One way to ensure that the other tasks are sufficiently difficult but mostly “non-iterative” would be to just use a mixture of [the path finding problem] and [ordinary language modeling on a diverse corpus], except with the language modeling data transformed somehow to satisfy the “similar notation” requirement. Maybe replace common punctuation and whitespace tokens with notational tokens from the path finding task (or equivalently, notate the pathfinding task using puncutation and whitespace)?
Fascinating work!
As a potential follow-up direction[1], I’m curious what might happen if you trained on a mixture of tasks, all expressed in similar notation, but not all requiring backward chaining[2].
Iterative algorithms in feedforward NNs have the interesting property that the NN can potentially “spend” a very large fraction of its weights on the algorithm, and will only reach peak performance on the task solved by the algorithm when it is doing this. If you have some layers that don’t implement the iterative step, you’re missing out on the ability to solve certain deeper task instances; on the other hand, if you do implement the step in every single layer, a large fraction of your weights (and possibly your runtime compute budget) is allocated to this one task, and the presence of other tasks would push back against doing this.
So I’m curious how a transformer might do this budgeting across tasks in practice.

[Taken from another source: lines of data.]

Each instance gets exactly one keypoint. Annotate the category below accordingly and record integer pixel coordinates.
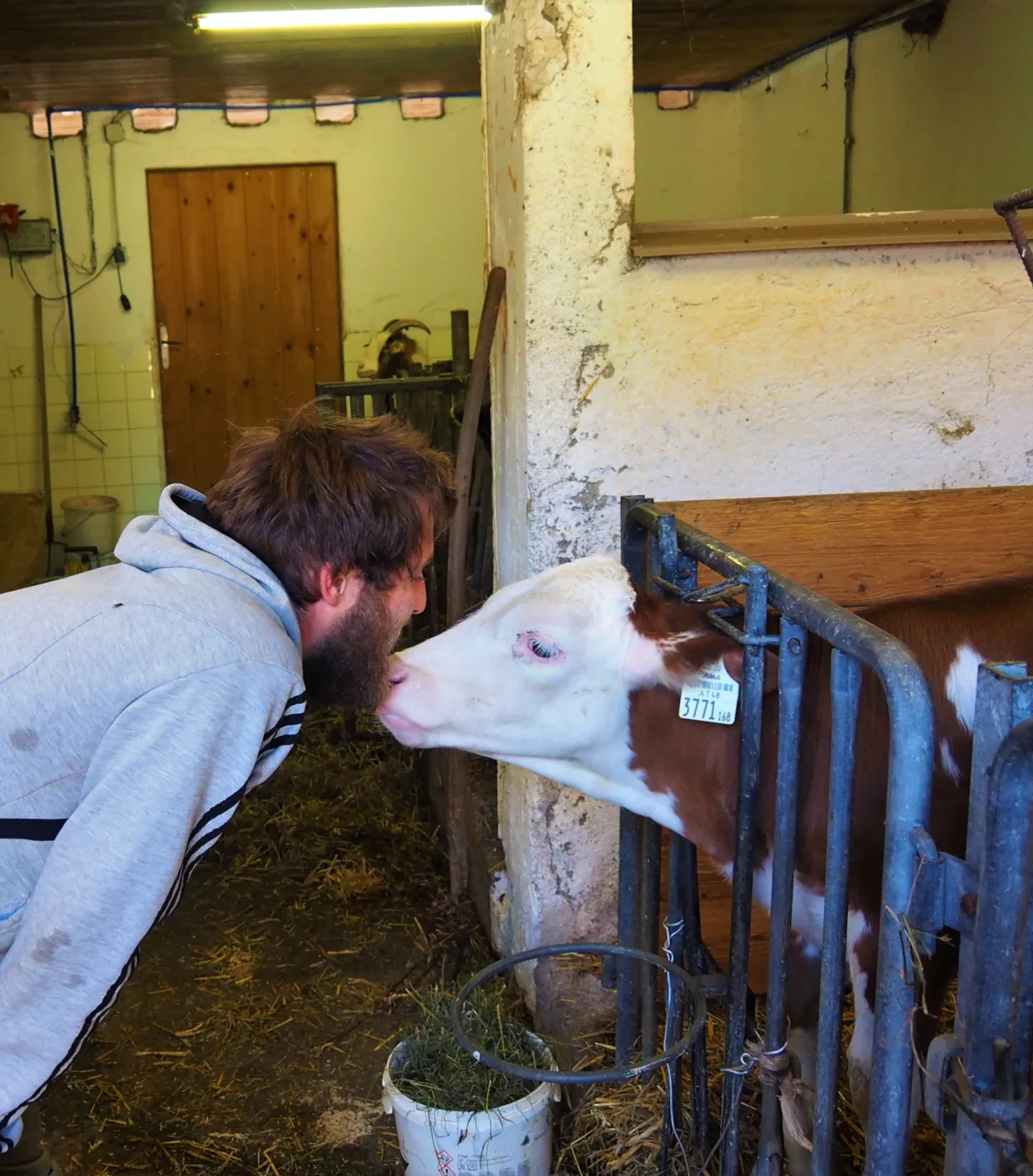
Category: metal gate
(996, 992)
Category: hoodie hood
(173, 540)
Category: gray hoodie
(138, 705)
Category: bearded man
(140, 703)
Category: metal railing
(663, 555)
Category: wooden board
(836, 231)
(247, 283)
(863, 549)
(859, 549)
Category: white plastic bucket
(514, 1139)
(91, 520)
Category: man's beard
(349, 666)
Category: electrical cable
(62, 298)
(75, 415)
(91, 270)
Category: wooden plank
(669, 239)
(863, 549)
(296, 326)
(235, 297)
(204, 328)
(264, 285)
(326, 273)
(163, 201)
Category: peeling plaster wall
(791, 373)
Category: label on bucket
(470, 1166)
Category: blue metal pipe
(846, 687)
(752, 702)
(792, 663)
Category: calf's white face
(539, 678)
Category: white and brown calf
(575, 675)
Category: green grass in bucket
(437, 1071)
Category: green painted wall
(941, 124)
(411, 237)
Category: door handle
(165, 343)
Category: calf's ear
(733, 665)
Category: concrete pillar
(560, 154)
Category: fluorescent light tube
(344, 18)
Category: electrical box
(29, 237)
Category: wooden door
(247, 292)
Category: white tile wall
(117, 402)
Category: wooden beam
(671, 239)
(859, 549)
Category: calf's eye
(537, 648)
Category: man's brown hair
(320, 488)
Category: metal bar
(907, 805)
(792, 663)
(45, 424)
(752, 700)
(1009, 207)
(849, 80)
(456, 782)
(398, 386)
(634, 556)
(461, 343)
(1001, 914)
(650, 931)
(999, 706)
(846, 687)
(696, 964)
(674, 948)
(627, 908)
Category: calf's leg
(803, 987)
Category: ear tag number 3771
(709, 696)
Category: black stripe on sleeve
(29, 828)
(280, 741)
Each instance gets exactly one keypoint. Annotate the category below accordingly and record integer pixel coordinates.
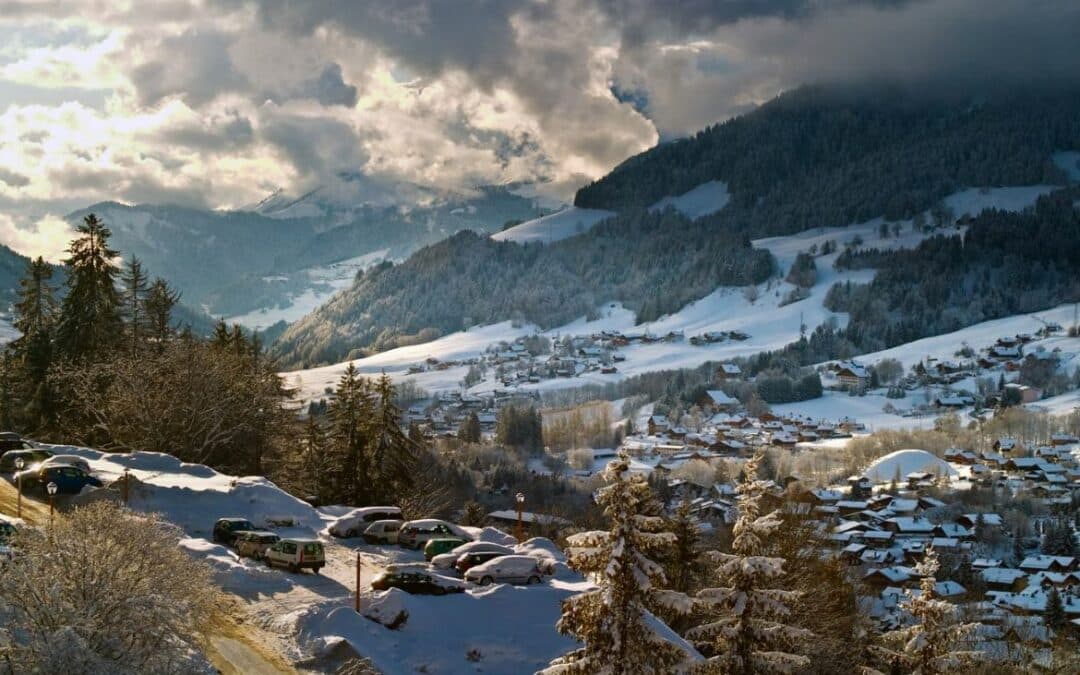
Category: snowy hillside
(703, 200)
(555, 227)
(767, 320)
(510, 629)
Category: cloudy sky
(217, 103)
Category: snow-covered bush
(104, 591)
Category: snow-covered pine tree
(621, 636)
(746, 633)
(929, 646)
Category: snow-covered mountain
(277, 259)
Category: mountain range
(812, 158)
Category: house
(658, 423)
(1049, 563)
(728, 370)
(720, 401)
(852, 375)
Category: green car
(439, 547)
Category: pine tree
(469, 432)
(90, 322)
(684, 566)
(621, 636)
(158, 306)
(746, 632)
(135, 287)
(393, 455)
(1055, 617)
(32, 352)
(929, 646)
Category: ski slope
(554, 227)
(703, 200)
(770, 323)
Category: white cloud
(48, 238)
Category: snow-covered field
(705, 199)
(325, 281)
(769, 323)
(512, 629)
(567, 223)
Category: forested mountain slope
(815, 157)
(650, 260)
(821, 157)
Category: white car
(356, 521)
(446, 561)
(67, 460)
(415, 534)
(507, 569)
(382, 531)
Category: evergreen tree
(90, 322)
(158, 306)
(684, 565)
(135, 287)
(393, 455)
(32, 352)
(349, 413)
(469, 431)
(1055, 617)
(745, 632)
(930, 646)
(620, 635)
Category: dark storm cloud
(13, 178)
(329, 89)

For instance
What happens to the iterative algorithm as we increase the amount of competition from other tasks?
Would we see a series of discrete transitions, where the model gives up on solving instances of depth N but still solves depth N−1 ~perfectly, and likewise for N−2, etc.?
Or, would the model use superposition to combine the iterative algorithm with computations for other tasks, in such a way that the iterative algorithm gets noisier and more error-prone without changing the max depth it can solve?

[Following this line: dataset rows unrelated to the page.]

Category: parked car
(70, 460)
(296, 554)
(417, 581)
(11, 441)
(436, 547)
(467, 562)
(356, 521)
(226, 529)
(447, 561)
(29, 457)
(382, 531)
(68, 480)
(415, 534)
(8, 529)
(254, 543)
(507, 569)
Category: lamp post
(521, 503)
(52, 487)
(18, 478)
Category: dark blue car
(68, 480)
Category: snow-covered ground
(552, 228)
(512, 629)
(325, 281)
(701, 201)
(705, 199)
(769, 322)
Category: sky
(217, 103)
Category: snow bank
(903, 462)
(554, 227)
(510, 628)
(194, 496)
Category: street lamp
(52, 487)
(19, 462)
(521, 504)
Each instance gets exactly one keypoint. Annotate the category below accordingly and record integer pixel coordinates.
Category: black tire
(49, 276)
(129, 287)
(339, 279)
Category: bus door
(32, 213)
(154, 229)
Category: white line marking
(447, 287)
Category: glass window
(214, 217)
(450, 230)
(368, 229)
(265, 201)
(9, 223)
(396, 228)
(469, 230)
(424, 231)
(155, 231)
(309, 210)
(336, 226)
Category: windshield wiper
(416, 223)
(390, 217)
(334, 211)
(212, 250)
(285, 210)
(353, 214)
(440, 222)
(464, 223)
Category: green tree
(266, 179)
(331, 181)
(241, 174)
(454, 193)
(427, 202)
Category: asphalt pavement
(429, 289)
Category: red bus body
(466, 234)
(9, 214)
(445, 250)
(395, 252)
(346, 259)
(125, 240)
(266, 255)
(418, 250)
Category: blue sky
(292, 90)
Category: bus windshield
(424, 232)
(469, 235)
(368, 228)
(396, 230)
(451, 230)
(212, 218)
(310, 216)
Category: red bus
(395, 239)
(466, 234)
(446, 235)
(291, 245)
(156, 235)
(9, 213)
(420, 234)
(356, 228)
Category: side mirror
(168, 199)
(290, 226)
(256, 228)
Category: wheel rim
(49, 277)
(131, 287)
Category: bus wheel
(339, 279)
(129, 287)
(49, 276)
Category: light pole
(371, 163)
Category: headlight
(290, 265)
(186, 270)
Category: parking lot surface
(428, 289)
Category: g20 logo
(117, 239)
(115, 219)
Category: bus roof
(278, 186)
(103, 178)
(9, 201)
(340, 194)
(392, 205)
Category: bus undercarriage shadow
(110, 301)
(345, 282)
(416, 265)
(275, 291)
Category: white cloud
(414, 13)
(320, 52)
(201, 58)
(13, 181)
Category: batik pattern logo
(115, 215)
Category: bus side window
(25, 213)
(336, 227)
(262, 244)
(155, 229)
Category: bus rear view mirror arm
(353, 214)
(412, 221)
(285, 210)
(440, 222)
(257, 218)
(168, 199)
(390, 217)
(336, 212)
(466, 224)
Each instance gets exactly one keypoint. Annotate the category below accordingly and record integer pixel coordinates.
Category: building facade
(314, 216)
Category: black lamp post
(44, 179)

How are the task-specific algorithms, and the computation that “figures out the current task,” laid out across the depth of the model?
For example, we could imagine a model that allocates 1 or more layers at the start to “figuring out the current task,” and only starts backward chaining (if appropriate) after these layers. But of course this would reduce the max depth it can solve.

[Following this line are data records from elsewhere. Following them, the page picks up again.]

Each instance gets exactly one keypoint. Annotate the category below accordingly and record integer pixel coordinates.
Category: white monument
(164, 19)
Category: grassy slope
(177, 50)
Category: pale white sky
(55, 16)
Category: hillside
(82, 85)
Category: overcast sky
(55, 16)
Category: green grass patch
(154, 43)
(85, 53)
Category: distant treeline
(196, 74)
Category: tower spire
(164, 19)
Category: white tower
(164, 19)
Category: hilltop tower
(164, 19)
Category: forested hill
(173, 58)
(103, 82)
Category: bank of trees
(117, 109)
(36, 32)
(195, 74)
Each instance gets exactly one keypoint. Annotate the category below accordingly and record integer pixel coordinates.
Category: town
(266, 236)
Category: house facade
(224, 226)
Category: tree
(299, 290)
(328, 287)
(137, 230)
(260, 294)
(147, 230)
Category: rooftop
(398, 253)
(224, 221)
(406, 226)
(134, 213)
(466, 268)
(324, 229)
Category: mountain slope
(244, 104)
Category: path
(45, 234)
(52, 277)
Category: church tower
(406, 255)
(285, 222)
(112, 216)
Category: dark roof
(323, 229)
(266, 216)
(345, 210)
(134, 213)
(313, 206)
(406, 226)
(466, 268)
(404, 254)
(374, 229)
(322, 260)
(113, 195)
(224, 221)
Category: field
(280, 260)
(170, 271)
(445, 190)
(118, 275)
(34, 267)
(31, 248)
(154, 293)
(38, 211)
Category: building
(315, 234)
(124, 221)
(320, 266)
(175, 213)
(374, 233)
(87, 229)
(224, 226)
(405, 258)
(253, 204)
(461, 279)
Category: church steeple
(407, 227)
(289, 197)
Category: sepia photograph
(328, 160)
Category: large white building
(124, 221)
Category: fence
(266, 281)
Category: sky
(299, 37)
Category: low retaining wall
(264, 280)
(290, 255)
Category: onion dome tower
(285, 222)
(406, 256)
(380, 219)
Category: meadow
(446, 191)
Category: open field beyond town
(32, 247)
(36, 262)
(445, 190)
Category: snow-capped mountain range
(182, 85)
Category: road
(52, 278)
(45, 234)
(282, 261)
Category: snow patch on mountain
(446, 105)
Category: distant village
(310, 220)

Or, we could imagine a model that starts backward chaining immediately, in parallel with “figuring out the current task,” and suppresses backward chaining later on if it turns out it’s not needed.
Or, a model that does backward chaining in parallel with other tasks the whole way through, and then reads off the answer to the current task at the very end.
Obviously these things would depend to some extend on details like model capacity and number of attention heads, as well as the nature of the tasks in the mixture.
In part I’m curious about this because it might shed light on where to look for iterative computation inside real, powerful LLMs. For instance, if we observed the “start backward chaining immediately, suppress later if not needed” pattern, that might suggest looking at very early layers of powerful models.
Since you’re looking for collaborators, I should clarify that I’m not currently interested in doing this kind of experiment myself.
I include the “similar notation” requirement so that the model has to do some work to figure out whether or not backward chaining is appropriate—it can’t just learn a rule as simple as “start backward chaining immediately at positions containing certain tokens used to encode the path finding task, otherwise don’t do backward chaining.”
One way to ensure that the other tasks are sufficiently difficult but mostly “non-iterative” would be to just use a mixture of [the path finding problem] and [ordinary language modeling on a diverse corpus], except with the language modeling data transformed somehow to satisfy the “similar notation” requirement. Maybe replace common punctuation and whitespace tokens with notational tokens from the path finding task (or equivalently, notate the pathfinding task using puncutation and whitespace)?